Can you search how the oil flow through seal oil system behave during acceleration?

 

Can you check how the pressure in pump discharge and header is controller. There should be a PRV/PCV in the circuit that you may want to check the behavior.
If not most likely this maybe a pump issue assuming there is no leaks in the circuit

 

GE-design Frame 9E heavy duty gas turbines which use an Accessory Gear have the Main L.O. pump inside the Accessory Gear assembly. The Main L.O. Pump is a positive displacement pump and there is a relief valve (yes--relief valve) used to control the discharge pressure of the Main L.O. pump. The Auxiliary L.O. Pump is a centrifugal pump and does not use any kind of pressure regulating device. The discharges of the two L.O. pumps do join each other before entering the L.O. Bearing pressure regulator assembly to control bearing header pressure. There is usually a check valve in the Aux. L.O. Pump discharge to prevent back-pressuring the Aux. L.O. Pump by the Main L.O. Pump discharge and also to prevent Main L.O. pump discharge from flowing backwards through the Aux. L.O. Pump when the Aux. L.O. Pump is not running (which would reduce flow/pressure from the Main L.O. Pump to the other systems which use L.O. (Control/Trip Oil; Hydraulic Oil; Seal Oil (if required)).

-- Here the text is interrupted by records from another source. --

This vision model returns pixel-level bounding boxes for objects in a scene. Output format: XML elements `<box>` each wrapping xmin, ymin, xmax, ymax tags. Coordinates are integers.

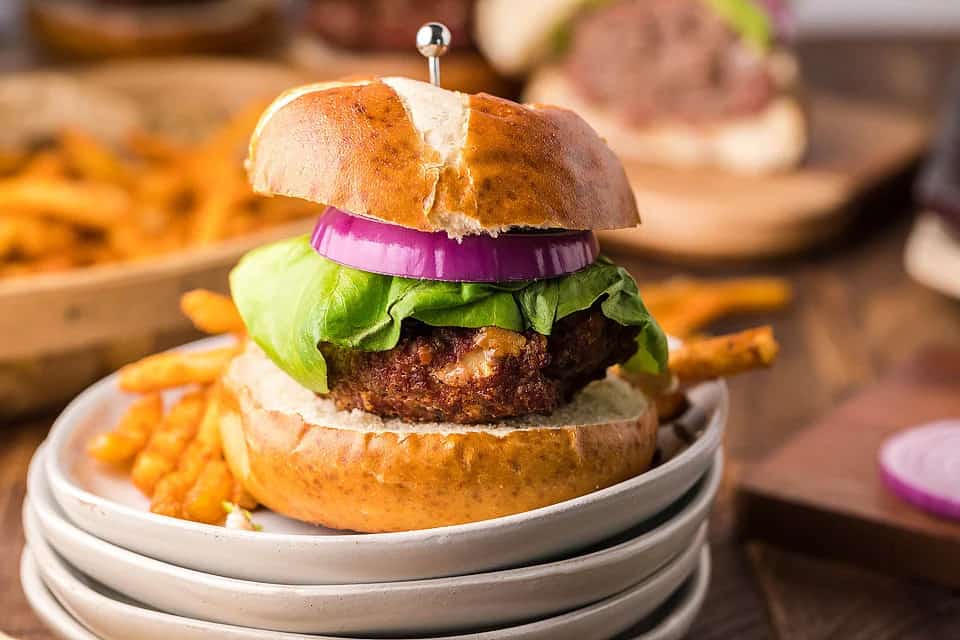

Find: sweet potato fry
<box><xmin>190</xmin><ymin>172</ymin><xmax>246</xmax><ymax>244</ymax></box>
<box><xmin>118</xmin><ymin>346</ymin><xmax>239</xmax><ymax>393</ymax></box>
<box><xmin>131</xmin><ymin>389</ymin><xmax>206</xmax><ymax>496</ymax></box>
<box><xmin>0</xmin><ymin>148</ymin><xmax>25</xmax><ymax>174</ymax></box>
<box><xmin>88</xmin><ymin>393</ymin><xmax>163</xmax><ymax>465</ymax></box>
<box><xmin>0</xmin><ymin>99</ymin><xmax>325</xmax><ymax>280</ymax></box>
<box><xmin>232</xmin><ymin>482</ymin><xmax>258</xmax><ymax>511</ymax></box>
<box><xmin>180</xmin><ymin>289</ymin><xmax>245</xmax><ymax>335</ymax></box>
<box><xmin>150</xmin><ymin>471</ymin><xmax>193</xmax><ymax>518</ymax></box>
<box><xmin>184</xmin><ymin>459</ymin><xmax>234</xmax><ymax>524</ymax></box>
<box><xmin>126</xmin><ymin>130</ymin><xmax>188</xmax><ymax>163</ymax></box>
<box><xmin>669</xmin><ymin>326</ymin><xmax>779</xmax><ymax>385</ymax></box>
<box><xmin>149</xmin><ymin>391</ymin><xmax>222</xmax><ymax>517</ymax></box>
<box><xmin>0</xmin><ymin>178</ymin><xmax>129</xmax><ymax>228</ymax></box>
<box><xmin>60</xmin><ymin>129</ymin><xmax>129</xmax><ymax>183</ymax></box>
<box><xmin>643</xmin><ymin>277</ymin><xmax>791</xmax><ymax>338</ymax></box>
<box><xmin>20</xmin><ymin>150</ymin><xmax>66</xmax><ymax>178</ymax></box>
<box><xmin>0</xmin><ymin>217</ymin><xmax>76</xmax><ymax>258</ymax></box>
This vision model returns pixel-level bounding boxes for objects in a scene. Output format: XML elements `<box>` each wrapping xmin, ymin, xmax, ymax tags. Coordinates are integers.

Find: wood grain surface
<box><xmin>2</xmin><ymin>32</ymin><xmax>960</xmax><ymax>640</ymax></box>
<box><xmin>741</xmin><ymin>348</ymin><xmax>960</xmax><ymax>588</ymax></box>
<box><xmin>600</xmin><ymin>95</ymin><xmax>930</xmax><ymax>259</ymax></box>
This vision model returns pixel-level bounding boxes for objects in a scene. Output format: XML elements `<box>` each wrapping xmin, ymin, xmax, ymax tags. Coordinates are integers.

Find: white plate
<box><xmin>44</xmin><ymin>337</ymin><xmax>727</xmax><ymax>584</ymax></box>
<box><xmin>22</xmin><ymin>544</ymin><xmax>710</xmax><ymax>640</ymax></box>
<box><xmin>28</xmin><ymin>443</ymin><xmax>718</xmax><ymax>635</ymax></box>
<box><xmin>27</xmin><ymin>514</ymin><xmax>708</xmax><ymax>640</ymax></box>
<box><xmin>20</xmin><ymin>550</ymin><xmax>98</xmax><ymax>640</ymax></box>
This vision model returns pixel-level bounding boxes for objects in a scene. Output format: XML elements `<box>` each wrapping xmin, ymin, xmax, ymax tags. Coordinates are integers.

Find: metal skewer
<box><xmin>416</xmin><ymin>22</ymin><xmax>451</xmax><ymax>87</ymax></box>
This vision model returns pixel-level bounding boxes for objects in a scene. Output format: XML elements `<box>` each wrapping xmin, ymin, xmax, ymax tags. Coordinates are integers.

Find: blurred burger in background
<box><xmin>291</xmin><ymin>0</ymin><xmax>510</xmax><ymax>95</ymax></box>
<box><xmin>27</xmin><ymin>0</ymin><xmax>282</xmax><ymax>58</ymax></box>
<box><xmin>476</xmin><ymin>0</ymin><xmax>805</xmax><ymax>173</ymax></box>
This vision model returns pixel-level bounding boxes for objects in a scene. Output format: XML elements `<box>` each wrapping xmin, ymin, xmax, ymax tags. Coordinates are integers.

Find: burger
<box><xmin>27</xmin><ymin>0</ymin><xmax>281</xmax><ymax>58</ymax></box>
<box><xmin>475</xmin><ymin>0</ymin><xmax>806</xmax><ymax>173</ymax></box>
<box><xmin>291</xmin><ymin>1</ymin><xmax>508</xmax><ymax>96</ymax></box>
<box><xmin>218</xmin><ymin>76</ymin><xmax>669</xmax><ymax>533</ymax></box>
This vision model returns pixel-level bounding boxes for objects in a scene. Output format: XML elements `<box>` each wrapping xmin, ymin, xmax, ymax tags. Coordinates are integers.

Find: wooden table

ALL of this can be researched and verified using the L.O. P&ID. Using the L.O. P&ID one can see all of the various components of the system and make decisions about which components to check for proper operation/function. MANY troubleshooting systems are processes of elimination--working through various components/systems and possible scenarios to eliminate those which are found to be functioning properly until the source of the problem(s) are found and resolved. THIS is one of those problems where using the P&ID is required to make decisisons about which devices/components might be the cause of the problem. This particular problem is going to be more difficult to troubleshoot because some of the components are located in the L.O. tank/reservoir below the level of the oil. So, by using the P&ID and checking all of the components which are more easily accessible FIRST any decision about checking the other more inaccessible components/devices can be delayed until a more favorable time.

DO NOT overlook the Emer. L.O. Pump and it's components simply because it isn't running under normal conditions.

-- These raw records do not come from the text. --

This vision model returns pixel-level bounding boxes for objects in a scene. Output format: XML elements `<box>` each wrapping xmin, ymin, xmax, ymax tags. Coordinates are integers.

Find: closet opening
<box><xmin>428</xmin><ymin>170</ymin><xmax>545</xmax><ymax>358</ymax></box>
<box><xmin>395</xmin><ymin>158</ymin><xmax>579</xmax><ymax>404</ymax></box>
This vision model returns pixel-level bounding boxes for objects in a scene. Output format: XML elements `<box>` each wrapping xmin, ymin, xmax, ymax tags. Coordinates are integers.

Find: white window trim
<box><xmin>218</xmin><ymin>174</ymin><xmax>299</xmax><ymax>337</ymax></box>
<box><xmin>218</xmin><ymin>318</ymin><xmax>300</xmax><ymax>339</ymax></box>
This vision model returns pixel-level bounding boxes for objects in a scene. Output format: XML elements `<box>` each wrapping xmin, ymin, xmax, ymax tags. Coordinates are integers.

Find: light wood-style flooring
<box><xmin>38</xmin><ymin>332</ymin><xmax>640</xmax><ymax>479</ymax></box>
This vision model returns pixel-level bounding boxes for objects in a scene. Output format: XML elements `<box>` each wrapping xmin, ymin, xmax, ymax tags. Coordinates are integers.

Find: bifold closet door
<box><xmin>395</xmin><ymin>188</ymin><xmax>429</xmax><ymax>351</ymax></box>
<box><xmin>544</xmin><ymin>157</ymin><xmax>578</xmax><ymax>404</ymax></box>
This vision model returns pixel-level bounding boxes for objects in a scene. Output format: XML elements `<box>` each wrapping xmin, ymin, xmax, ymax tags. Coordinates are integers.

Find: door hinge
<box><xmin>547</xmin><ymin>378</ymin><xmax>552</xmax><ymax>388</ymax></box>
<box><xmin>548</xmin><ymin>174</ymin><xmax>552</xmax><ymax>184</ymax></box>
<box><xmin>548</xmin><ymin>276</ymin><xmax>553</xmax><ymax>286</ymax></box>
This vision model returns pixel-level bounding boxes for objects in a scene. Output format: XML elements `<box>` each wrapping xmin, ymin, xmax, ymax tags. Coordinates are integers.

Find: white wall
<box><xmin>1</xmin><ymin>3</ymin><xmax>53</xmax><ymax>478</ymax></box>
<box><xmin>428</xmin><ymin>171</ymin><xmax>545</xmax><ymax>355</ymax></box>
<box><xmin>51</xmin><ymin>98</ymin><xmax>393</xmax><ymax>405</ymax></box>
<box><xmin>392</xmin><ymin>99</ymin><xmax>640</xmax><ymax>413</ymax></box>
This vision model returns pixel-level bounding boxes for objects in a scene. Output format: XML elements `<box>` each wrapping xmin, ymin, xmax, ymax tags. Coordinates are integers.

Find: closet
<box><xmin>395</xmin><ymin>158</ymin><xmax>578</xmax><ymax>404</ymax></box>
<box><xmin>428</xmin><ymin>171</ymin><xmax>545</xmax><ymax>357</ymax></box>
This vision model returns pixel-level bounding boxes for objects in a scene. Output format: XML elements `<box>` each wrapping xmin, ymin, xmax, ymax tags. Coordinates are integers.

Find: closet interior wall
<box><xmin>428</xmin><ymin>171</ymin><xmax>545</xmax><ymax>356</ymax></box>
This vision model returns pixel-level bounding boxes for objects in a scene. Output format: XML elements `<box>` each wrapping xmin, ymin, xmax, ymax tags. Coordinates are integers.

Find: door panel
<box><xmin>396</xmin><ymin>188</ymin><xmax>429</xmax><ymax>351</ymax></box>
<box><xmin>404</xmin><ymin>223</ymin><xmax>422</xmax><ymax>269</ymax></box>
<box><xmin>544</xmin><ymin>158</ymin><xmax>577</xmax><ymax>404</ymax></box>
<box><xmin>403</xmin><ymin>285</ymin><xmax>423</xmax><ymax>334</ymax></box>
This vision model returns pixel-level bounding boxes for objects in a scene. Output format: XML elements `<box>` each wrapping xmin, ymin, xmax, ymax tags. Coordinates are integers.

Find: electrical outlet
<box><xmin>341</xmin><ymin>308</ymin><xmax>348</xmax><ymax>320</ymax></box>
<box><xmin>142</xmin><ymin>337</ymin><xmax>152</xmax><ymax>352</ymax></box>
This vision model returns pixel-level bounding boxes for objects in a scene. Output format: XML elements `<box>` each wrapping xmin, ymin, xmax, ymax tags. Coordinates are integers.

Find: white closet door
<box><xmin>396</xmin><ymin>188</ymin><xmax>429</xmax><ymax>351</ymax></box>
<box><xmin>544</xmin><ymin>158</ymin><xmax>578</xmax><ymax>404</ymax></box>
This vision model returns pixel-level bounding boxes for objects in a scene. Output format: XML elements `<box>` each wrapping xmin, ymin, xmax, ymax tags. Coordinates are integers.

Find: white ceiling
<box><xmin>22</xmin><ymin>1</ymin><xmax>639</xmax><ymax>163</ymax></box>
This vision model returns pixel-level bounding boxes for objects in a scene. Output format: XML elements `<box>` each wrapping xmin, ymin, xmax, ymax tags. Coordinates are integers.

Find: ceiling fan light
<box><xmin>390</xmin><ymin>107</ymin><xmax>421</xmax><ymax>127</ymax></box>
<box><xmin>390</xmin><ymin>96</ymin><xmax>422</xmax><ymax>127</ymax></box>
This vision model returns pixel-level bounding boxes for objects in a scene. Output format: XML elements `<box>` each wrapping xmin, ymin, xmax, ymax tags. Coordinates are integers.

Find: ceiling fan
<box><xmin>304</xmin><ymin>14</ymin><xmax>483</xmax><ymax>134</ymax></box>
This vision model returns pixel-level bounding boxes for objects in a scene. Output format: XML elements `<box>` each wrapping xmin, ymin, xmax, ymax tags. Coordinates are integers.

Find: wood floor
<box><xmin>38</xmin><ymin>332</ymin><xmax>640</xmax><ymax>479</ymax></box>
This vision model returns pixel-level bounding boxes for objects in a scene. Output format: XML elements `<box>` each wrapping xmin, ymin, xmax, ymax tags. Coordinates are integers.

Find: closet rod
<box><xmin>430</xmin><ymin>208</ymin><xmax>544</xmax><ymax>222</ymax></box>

Logical troubleshooting is another term for 'process of elimination.' When working on an unfamiliar or complicated system one has to review and analyze the system (that's what the P&IDs are for!) and then make some educated guesses (yes--many times they are just guesses) based on configuration and accessibility one starts the process of working through various possibilities, eliminating devices and components based on sound testing until the cause(s) is(are) found and resolved.

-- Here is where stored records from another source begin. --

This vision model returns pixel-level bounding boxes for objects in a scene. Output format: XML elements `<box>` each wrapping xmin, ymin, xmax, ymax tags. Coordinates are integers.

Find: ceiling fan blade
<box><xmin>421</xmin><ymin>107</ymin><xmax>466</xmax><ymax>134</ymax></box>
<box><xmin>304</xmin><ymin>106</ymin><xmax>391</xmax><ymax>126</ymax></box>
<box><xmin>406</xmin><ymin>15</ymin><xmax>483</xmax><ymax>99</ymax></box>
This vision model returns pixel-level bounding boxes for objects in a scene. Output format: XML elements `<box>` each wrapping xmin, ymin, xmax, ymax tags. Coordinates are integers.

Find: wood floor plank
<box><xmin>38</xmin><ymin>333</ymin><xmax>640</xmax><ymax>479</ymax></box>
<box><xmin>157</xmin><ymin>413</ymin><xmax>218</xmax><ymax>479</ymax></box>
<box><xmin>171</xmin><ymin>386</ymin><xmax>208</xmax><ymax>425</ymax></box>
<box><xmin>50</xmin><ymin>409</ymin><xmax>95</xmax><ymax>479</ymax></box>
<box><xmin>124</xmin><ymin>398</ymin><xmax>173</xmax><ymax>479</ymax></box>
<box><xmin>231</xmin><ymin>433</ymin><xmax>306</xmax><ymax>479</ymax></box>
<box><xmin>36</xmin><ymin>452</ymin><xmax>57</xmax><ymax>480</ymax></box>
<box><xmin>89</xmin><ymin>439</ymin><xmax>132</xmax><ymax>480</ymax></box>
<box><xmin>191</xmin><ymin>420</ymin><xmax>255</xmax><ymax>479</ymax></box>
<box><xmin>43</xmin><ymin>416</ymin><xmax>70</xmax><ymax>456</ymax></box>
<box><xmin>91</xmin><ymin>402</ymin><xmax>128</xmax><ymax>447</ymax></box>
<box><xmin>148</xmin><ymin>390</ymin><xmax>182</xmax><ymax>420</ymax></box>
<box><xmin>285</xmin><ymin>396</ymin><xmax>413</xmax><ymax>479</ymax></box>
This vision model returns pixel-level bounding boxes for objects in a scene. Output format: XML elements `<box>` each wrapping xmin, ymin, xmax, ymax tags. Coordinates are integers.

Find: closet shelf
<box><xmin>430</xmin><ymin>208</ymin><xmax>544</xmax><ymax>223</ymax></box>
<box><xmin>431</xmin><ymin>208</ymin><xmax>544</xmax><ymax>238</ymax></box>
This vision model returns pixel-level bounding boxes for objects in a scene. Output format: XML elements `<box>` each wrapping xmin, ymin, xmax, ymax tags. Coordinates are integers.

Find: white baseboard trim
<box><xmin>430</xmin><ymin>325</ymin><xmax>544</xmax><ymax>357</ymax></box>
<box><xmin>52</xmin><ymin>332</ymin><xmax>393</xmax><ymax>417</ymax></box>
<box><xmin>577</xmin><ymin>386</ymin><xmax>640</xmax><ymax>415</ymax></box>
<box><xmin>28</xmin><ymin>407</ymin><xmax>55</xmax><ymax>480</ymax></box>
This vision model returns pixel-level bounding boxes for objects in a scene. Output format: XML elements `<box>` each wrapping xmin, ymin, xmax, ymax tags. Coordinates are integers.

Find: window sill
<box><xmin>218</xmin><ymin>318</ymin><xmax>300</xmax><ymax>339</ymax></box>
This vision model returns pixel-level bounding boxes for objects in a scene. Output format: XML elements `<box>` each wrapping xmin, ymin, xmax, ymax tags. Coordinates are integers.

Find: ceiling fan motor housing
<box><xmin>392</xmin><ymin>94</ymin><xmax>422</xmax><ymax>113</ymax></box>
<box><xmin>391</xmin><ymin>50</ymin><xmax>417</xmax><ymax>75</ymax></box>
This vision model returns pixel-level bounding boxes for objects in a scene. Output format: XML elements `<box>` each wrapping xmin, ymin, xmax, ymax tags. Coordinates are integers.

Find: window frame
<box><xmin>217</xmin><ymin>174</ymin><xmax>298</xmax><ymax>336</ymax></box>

Many older GE-design machines do not have pressure transmitters to monitor L.O. pressures (pump discharge; bearing header; Control/Trip Oil; Hydraulic system) and only use gauges on the Accessory Gauge Cabinet--and QUITE often these gauges are NOT tested/calibrated to ensure they are working correctly. Worse, the manual valves on the Acc. Gauge Cabinet are VERY OFTEN not properly set. Air in the lines (usually 1/8-inch tubing) is also a problem sometimes.

Please let us know what you find as you work through resolving this issue!

 

I will keep you guys updated once we resolve the issue.